Spiritual nourishment is, of course, one thing. But gastronomical gratification makes up a lot of what’s strengthened friendships between DeNinno and so many of the musicians who’ve played Chris’ over the past 21 years.
“Me being the chef, I love to cook for these guys,” says DeNinno crowing like a cross between a proud father and Paul Sorvino’s character from Goodfellas. “I always remember what they like, so I make sure that they have that when I see them on the schedule. Like, I’ll say ‘Oh, okay, [drummer and Philly native] Ari Hoenig’s coming in this weekend; I’ve got to make sure I’ve got crab cakes or crawfish because that’s what Ari’s going to expect from me.
“And then we sit down and enjoy ourselves together and we talk about our lives, our kids, our futures. We rarely ever talk about jazz and the jazz club because we’ve become such good friends over the years.
“So when [the musicians] turned around and said they wanted to [play benefit shows] shows for Chris’, my staff and I were taken aback. It was really something very special to me, and I was choked up a little bit when the amount of people started calling and saying ‘let us help, let us help.’”

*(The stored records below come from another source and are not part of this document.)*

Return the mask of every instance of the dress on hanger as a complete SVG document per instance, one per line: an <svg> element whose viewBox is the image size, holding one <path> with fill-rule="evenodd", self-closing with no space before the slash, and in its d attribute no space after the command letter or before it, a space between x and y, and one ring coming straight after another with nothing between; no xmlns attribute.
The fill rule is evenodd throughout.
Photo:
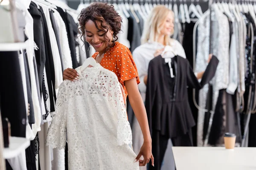
<svg viewBox="0 0 256 170"><path fill-rule="evenodd" d="M189 61L181 57L172 58L174 77L171 77L169 63L162 56L149 62L145 108L155 158L155 167L150 166L150 169L160 169L169 138L174 146L192 146L191 129L195 122L187 86L201 88L214 76L218 63L218 60L213 56L199 83Z"/></svg>
<svg viewBox="0 0 256 170"><path fill-rule="evenodd" d="M64 148L67 140L70 170L139 170L116 76L99 64L81 68L78 80L61 85L46 144Z"/></svg>

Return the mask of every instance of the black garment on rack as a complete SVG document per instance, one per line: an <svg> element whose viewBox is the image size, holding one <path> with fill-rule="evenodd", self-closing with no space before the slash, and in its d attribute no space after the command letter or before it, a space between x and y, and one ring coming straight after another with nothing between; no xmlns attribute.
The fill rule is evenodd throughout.
<svg viewBox="0 0 256 170"><path fill-rule="evenodd" d="M213 88L212 85L209 83L208 91L207 94L206 105L205 109L208 110L204 113L204 128L203 130L203 141L206 138L206 136L208 133L208 128L209 127L209 122L212 114L210 112L212 110L212 96L213 96Z"/></svg>
<svg viewBox="0 0 256 170"><path fill-rule="evenodd" d="M38 49L35 50L35 55L36 60L41 95L42 93L43 74L46 60L43 26L42 25L43 20L41 14L37 8L36 4L34 2L31 2L30 3L28 11L33 18L34 41L38 47Z"/></svg>
<svg viewBox="0 0 256 170"><path fill-rule="evenodd" d="M64 69L63 68L63 62L62 61L62 53L61 53L61 43L60 42L60 35L59 34L58 30L57 29L57 25L55 22L55 19L54 19L54 16L53 16L53 11L52 10L49 10L50 13L50 18L51 19L51 23L52 23L52 26L54 34L55 34L55 37L56 38L56 41L57 42L57 45L58 45L58 48L60 54L60 57L61 58L61 70L62 71L62 73Z"/></svg>
<svg viewBox="0 0 256 170"><path fill-rule="evenodd" d="M28 102L29 104L29 114L28 115L29 123L31 125L35 123L35 113L34 112L34 106L32 100L32 92L31 91L31 79L30 79L30 73L29 71L29 66L28 57L26 51L23 51L23 57L24 58L24 64L25 66L25 72L26 74L27 94L28 96Z"/></svg>
<svg viewBox="0 0 256 170"><path fill-rule="evenodd" d="M17 51L0 51L0 76L5 77L0 83L2 117L9 119L12 136L26 137L27 113Z"/></svg>
<svg viewBox="0 0 256 170"><path fill-rule="evenodd" d="M130 14L130 17L128 18L128 27L127 39L131 44L130 50L132 53L136 48L140 45L140 37L141 35L140 34L139 24L137 23L135 18L131 10L129 10L128 12ZM129 96L127 97L126 105L128 120L129 120L131 127L132 127L134 113L130 104Z"/></svg>
<svg viewBox="0 0 256 170"><path fill-rule="evenodd" d="M175 75L173 79L171 77L168 63L161 56L149 62L145 108L151 136L155 136L156 131L171 139L189 133L195 123L189 108L187 85L198 89L202 88L214 76L218 64L217 57L212 56L199 83L189 61L181 57L176 56L172 58L172 67ZM183 140L183 143L190 143L192 146L192 138L186 139L188 140ZM159 146L153 144L157 143L157 140L160 139L152 139L153 155L158 155L157 153L160 153ZM155 165L161 164L155 160ZM154 169L160 170L160 167L155 166Z"/></svg>
<svg viewBox="0 0 256 170"><path fill-rule="evenodd" d="M250 21L253 27L253 37L252 38L253 40L253 47L251 50L253 51L252 62L253 62L253 69L252 69L252 77L251 81L252 85L252 97L251 98L251 102L254 104L256 99L255 98L255 71L256 71L256 60L255 60L255 55L256 53L256 26L254 23L254 20L252 16L250 14L250 13L247 14L246 16L249 20ZM253 110L254 111L254 110ZM250 122L249 124L249 133L248 134L248 146L249 147L256 147L256 114L253 113L250 115Z"/></svg>
<svg viewBox="0 0 256 170"><path fill-rule="evenodd" d="M136 19L131 13L131 10L128 12L130 17L128 17L128 33L127 39L130 42L131 47L130 51L132 53L134 50L140 45L140 27Z"/></svg>
<svg viewBox="0 0 256 170"><path fill-rule="evenodd" d="M44 22L43 28L44 40L44 47L46 55L45 71L47 74L47 81L48 86L48 92L50 102L50 111L55 111L55 103L56 101L56 92L55 91L55 72L54 70L54 62L53 56L52 51L52 47L50 37L48 29L47 21L43 8L40 7L39 9L41 12Z"/></svg>
<svg viewBox="0 0 256 170"><path fill-rule="evenodd" d="M25 150L27 170L37 170L35 141L35 139L30 141L30 145Z"/></svg>
<svg viewBox="0 0 256 170"><path fill-rule="evenodd" d="M74 19L72 17L68 14L67 12L64 12L63 10L60 7L57 7L57 10L60 14L63 21L65 23L66 26L66 29L67 33L67 38L68 39L68 43L70 52L71 54L71 58L72 59L72 65L73 68L76 68L78 66L77 60L76 60L76 40L75 37L78 33L77 30L77 25L75 23ZM76 28L74 25L76 25ZM76 32L76 34L75 33ZM65 69L67 68L64 68Z"/></svg>
<svg viewBox="0 0 256 170"><path fill-rule="evenodd" d="M85 49L85 53L86 53L87 58L88 58L89 57L91 57L90 54L90 44L89 44L89 43L85 41L84 42L84 48Z"/></svg>
<svg viewBox="0 0 256 170"><path fill-rule="evenodd" d="M232 95L227 93L225 89L219 91L209 134L209 144L217 146L224 144L223 136L226 132L235 133L236 143L241 142L236 105Z"/></svg>
<svg viewBox="0 0 256 170"><path fill-rule="evenodd" d="M184 32L184 38L182 46L184 48L186 59L189 62L191 67L193 67L193 34L194 27L195 23L192 22L189 23L186 23L185 26L185 31ZM197 43L196 43L196 45ZM194 146L197 145L197 121L198 117L198 109L195 107L193 99L193 88L188 88L188 95L189 106L193 115L193 117L195 122L195 125L192 128L192 135L193 136L193 143ZM195 89L195 101L198 103L198 91Z"/></svg>

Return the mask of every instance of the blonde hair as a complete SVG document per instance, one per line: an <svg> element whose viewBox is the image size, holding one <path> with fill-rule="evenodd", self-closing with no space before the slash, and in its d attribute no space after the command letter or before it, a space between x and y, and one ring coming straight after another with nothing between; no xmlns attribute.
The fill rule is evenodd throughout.
<svg viewBox="0 0 256 170"><path fill-rule="evenodd" d="M174 14L172 11L167 8L165 6L158 5L155 7L148 16L141 37L141 43L144 44L148 41L156 42L160 35L163 24L169 14L174 18ZM174 31L173 31L174 32ZM174 32L172 33L172 35ZM165 45L170 45L171 42L171 35L164 36L164 42Z"/></svg>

One of those musicians who called and offered to help was Rosenwinkel. Thanks to the miracles of technology and the organizational wherewithal of vocalist JD Walter, it’s planned that Rosenwinkel, from Germany, will kick off a week-long virtual benefit to save the club so many Philly-rooted musicians think of as their own.

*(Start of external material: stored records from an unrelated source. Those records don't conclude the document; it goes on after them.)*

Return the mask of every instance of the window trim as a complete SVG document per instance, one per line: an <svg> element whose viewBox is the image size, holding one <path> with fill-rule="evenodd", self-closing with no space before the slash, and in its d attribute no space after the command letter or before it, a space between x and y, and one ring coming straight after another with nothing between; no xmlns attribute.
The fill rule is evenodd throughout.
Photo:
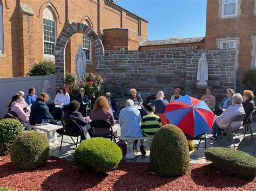
<svg viewBox="0 0 256 191"><path fill-rule="evenodd" d="M0 44L0 53L1 53L2 54L4 54L4 25L2 4L0 4L0 41L2 42L2 44Z"/></svg>
<svg viewBox="0 0 256 191"><path fill-rule="evenodd" d="M51 9L51 8L50 8ZM54 15L53 15L53 17L54 17ZM48 20L51 20L51 21L53 21L54 22L54 34L55 34L55 42L53 43L53 42L50 42L50 41L46 41L46 40L44 40L44 19L48 19ZM43 55L44 55L44 57L55 57L55 54L53 53L53 54L45 54L44 53L44 43L51 43L51 44L54 44L54 47L55 47L55 46L56 45L56 42L57 42L57 39L56 39L56 37L57 37L57 36L56 36L56 20L52 20L52 19L49 19L48 18L45 18L45 17L43 17L43 19L42 19L42 24L43 24Z"/></svg>
<svg viewBox="0 0 256 191"><path fill-rule="evenodd" d="M223 43L230 43L230 42L234 42L234 47L233 48L223 48ZM221 40L220 41L220 48L221 49L235 49L235 44L236 40Z"/></svg>
<svg viewBox="0 0 256 191"><path fill-rule="evenodd" d="M222 7L221 7L221 17L232 17L237 16L238 12L238 0L235 0L235 12L234 14L232 15L224 15L224 7L225 7L225 0L222 0Z"/></svg>

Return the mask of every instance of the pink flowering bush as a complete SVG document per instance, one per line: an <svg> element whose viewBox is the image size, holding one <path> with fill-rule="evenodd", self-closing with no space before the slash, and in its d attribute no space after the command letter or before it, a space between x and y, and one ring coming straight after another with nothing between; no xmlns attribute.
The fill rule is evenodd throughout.
<svg viewBox="0 0 256 191"><path fill-rule="evenodd" d="M76 99L81 88L84 88L85 94L90 99L97 97L102 84L106 79L105 75L102 77L100 74L87 73L83 76L83 81L77 82L76 74L66 72L65 75L65 88L70 95L71 100Z"/></svg>

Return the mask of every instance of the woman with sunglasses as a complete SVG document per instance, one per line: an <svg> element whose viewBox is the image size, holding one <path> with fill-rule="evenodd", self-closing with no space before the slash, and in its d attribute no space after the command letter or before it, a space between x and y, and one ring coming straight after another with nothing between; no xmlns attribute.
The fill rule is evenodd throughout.
<svg viewBox="0 0 256 191"><path fill-rule="evenodd" d="M78 109L78 111L82 114L83 117L87 116L86 110L90 103L88 96L85 95L85 91L84 88L80 88L79 91L79 94L77 95L76 99L76 101L80 103L80 108Z"/></svg>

Many more musicians are expected to perform live from Chris’ stage, including but not limited to: Claffy, drummer Joe Farnsworth, vocalists Denise King and Walter himself, and Hoenig, whom I’m told should expect one of the better meals of crab cakes and crawfish he’s ever had. Unable to reach Walter, I’ve been told by those familiar with the planning that he’s reached out to several very high-profile, A-list names in the jazz world, and that the interest is there, that it’s a surprisingly easy sell to jazz musicians from elsewhere, so many of whom have a home club that treats them like family.

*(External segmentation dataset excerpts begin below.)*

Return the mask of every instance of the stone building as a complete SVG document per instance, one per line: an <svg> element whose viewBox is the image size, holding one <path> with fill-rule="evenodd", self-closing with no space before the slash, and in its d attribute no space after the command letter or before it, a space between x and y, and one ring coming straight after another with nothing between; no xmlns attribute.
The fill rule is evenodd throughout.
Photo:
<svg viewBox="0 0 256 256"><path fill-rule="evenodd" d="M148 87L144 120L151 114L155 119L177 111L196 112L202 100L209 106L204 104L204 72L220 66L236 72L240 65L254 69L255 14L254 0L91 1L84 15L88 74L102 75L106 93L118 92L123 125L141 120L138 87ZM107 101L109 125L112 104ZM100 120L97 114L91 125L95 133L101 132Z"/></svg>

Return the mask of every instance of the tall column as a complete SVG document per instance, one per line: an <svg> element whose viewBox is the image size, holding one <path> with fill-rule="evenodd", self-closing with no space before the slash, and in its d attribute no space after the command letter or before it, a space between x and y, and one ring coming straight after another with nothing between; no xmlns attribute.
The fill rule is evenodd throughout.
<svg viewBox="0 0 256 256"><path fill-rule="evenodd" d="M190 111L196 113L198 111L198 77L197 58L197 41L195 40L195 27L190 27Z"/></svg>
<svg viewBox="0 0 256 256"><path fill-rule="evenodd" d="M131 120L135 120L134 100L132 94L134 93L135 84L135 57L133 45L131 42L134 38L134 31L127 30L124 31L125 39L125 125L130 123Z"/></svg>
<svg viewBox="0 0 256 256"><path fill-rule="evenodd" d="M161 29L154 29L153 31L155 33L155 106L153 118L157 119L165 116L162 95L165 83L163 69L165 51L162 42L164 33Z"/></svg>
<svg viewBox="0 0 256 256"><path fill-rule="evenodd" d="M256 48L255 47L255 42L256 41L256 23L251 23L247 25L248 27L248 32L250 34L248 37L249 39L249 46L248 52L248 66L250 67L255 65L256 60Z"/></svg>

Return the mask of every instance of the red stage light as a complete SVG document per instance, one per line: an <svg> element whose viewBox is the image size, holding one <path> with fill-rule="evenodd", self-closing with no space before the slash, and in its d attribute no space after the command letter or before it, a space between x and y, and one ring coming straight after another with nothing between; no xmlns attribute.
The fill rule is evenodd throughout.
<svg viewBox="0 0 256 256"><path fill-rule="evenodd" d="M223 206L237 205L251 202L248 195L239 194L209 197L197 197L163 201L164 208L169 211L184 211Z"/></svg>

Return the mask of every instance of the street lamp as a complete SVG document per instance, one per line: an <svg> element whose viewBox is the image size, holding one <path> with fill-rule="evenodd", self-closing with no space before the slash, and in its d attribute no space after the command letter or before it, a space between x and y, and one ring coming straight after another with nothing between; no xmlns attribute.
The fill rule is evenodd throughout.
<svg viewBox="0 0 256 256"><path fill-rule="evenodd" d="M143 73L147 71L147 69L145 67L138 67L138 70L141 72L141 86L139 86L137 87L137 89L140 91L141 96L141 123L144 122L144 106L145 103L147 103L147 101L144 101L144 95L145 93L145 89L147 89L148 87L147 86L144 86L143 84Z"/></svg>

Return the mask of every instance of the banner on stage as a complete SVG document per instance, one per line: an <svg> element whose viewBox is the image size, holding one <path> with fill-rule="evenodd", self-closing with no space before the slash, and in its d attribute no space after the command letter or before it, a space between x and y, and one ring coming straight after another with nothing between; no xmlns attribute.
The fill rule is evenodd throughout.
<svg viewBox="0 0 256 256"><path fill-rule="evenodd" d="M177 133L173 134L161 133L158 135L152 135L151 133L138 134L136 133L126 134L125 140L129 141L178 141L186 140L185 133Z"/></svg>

It’s why the Boones and Blocks and Claffys of the world will travel and play for a good meal and maybe a couple drinks (not for Mekhi, though—still too young) and tell their friends. It’s why Rosenwinkel will send his molecules from Germany through cyberspace.
Because, as several have told me, there’s a good chance that, but for Chris’, they’d be doing something different professionally.
“The kicker for me,” said Claffy, “was seeing Kurt Rosenwinkel at Chris’ with Kendrick Scott, Aaron Parks, and Joe Martin. It was incredible music, just transcendent—like seeing Coltrane or someone like that. And I saw that concert and remember saying ‘I want to play with that guy.’”
About six or seven years later, Claffy got his wish—after the two were connected by Orrin Evans, who first noticed Claffy, you guessed it, at Chris’.
If the streaming gods allow and the Wi-Fi proves hardy, maybe this mid-January star-studded benefit for Chris’ sees Rosenwinkel and Claffy share a virtual stage so many years after the former inspired the latter from Chris’ physical one. Stranger things have happened this year.